With over 15 years’ experience in international development and sustainability, Ward comes to WCF after designing numerous successful landscape programs across the coffee, cocoa, and forests sectors throughout Africa and Latin America. Well-versed in cross-sector collaboration and direct engagement with partner organizations, and having spent a substantial amount of time with cocoa and coffee farmers across multiple origins, she brings a unique skill set that will aid WCF as it continues to deliver its vision and mission in the world of cocoa sustainability.

Prior to joining the World Cocoa Foundation, Ward was a senior manager of institutional relations at the Rainforest Alliance, where she had the overall responsibility for the organization’s relationships, program design and development, and resource mobilization from and with European Governments and multilaterals such as the Global Environment Facility (GEF).

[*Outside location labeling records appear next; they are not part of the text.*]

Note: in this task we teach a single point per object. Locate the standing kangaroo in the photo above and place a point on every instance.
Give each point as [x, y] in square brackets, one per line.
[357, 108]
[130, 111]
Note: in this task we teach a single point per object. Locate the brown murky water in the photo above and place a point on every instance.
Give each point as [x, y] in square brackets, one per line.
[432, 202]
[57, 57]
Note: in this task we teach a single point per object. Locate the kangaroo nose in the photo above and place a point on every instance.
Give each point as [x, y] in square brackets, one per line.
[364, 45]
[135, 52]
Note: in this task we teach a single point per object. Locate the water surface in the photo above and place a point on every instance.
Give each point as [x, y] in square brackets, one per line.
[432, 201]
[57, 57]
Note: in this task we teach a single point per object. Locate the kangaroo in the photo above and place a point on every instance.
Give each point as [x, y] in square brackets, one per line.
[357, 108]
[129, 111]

She has previously worked at Twin & Twin Trading, leading programs and partnerships with coffee sector stakeholders across East Africa and Latin America, and the U.K. Department for Energy and Climate Change as the Head of Fuel Poverty Targeting as a Senior Policy Advisor. She has lived in West, East, and Southern Africa, with experience in South Asia and Latin America.

“I am honored to be joining the World Cocoa Foundation at such a critical time for the cocoa sector. I firmly believe that sustainability solutions need to be more rapidly realized, and this can only be achieved through sector-wide collaboration and holistic approaches. Furthermore, the realities of smallholder families, and the economic, social, and environmental pressures they face must be taken into account. I am excited to leverage my experience working closely with both public and private partners, and on landscape-level and multi-country programs to ensure that environmental preservation goes hand in hand with better economic returns for farmers," says Ward on her WCF appointment.

Ward holds a Masters in International Development: Social Policy and Social Development and a Bachelor of Arts in Geography from Manchester University.